Thursday, June 16, 2011

Even now, there are faint reminders of the calluses I cultivated from my adventures in golf, each of them a rough, fleshy testament to my particularly violent backswing. But while the battle scars may still be there, my backswing certainly isn’t, nor is my frontswing, my leftswing, or my rightswing. Indeed, any capital I established during my tenure as a terrible golfer has dissipated, leaving me the very embodiment of tabula rasa, with apologies to John Locke. Unless, of course, you enjoyed golf as much as you did philosophizing, Locke, in which case fuck you.

The last time I had any meaningful exposure to the sport was in Augusta–a different job, a different era, and, at the time, what I thought would be a fitting capstone to my dalliance with golf. I mean, even haters aren’t immune to the splendor of the Masters. My own clubs would languish in the hallway closet, never to see sunlight again until, hundreds of years later, archaeologists would unearth the entire set, minus the 3-iron, and marvel over what purpose these misshapen bits of metal could’ve possibly served. Weaponry? Implements of torture? I would tell them yes, yes to both counts.

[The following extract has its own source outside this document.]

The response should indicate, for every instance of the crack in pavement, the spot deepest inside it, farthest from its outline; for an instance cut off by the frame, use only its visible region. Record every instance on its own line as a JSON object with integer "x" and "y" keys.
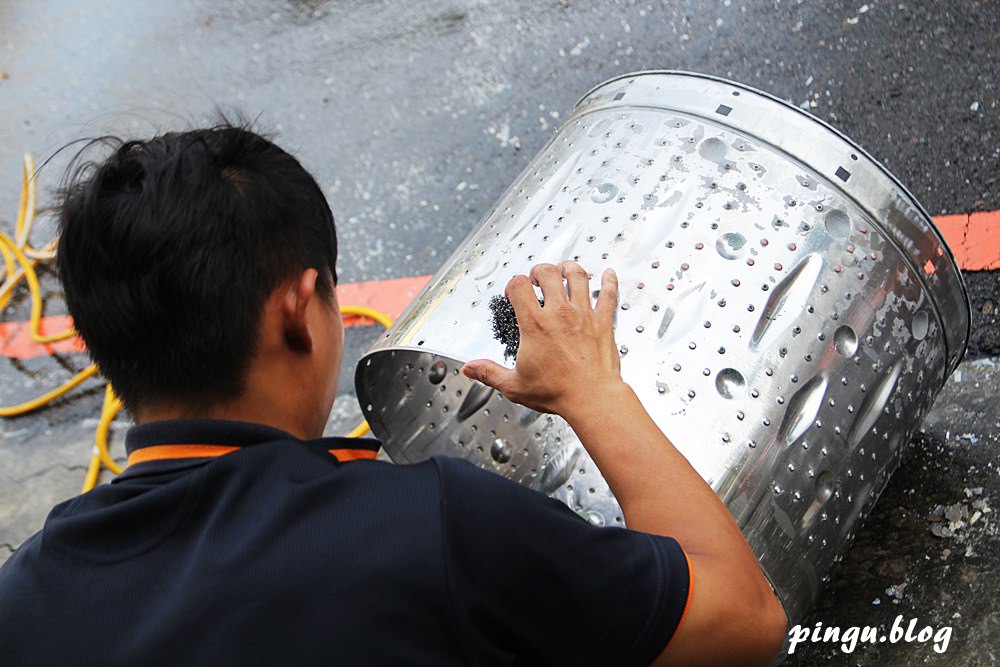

It doesn’t look like these clubs will have to wait for centuries, though, because they’re going to see the light of day next week. And I suppose I’ll have to join them at the range, where I’ll be meeting the Professor for the first time in months. Truth be told, I’ve been secretly thinking about getting back into the game for a while now. It’s a skill that continues to be notably absent from my corporate toolkit, but as much as I’d like to fill that gap, the road to proficiency is painful. The plan is to approach golf from a different, calmer angle. No more violent backswings. The way I see it, I’m not going to invest time or money in a postgraduate degree, which frees up two years and a small fortune to pool into a wholly different kind of education. Let us call it a cross-disciplinary competency in walking a lot, swinging at shit, and anger management.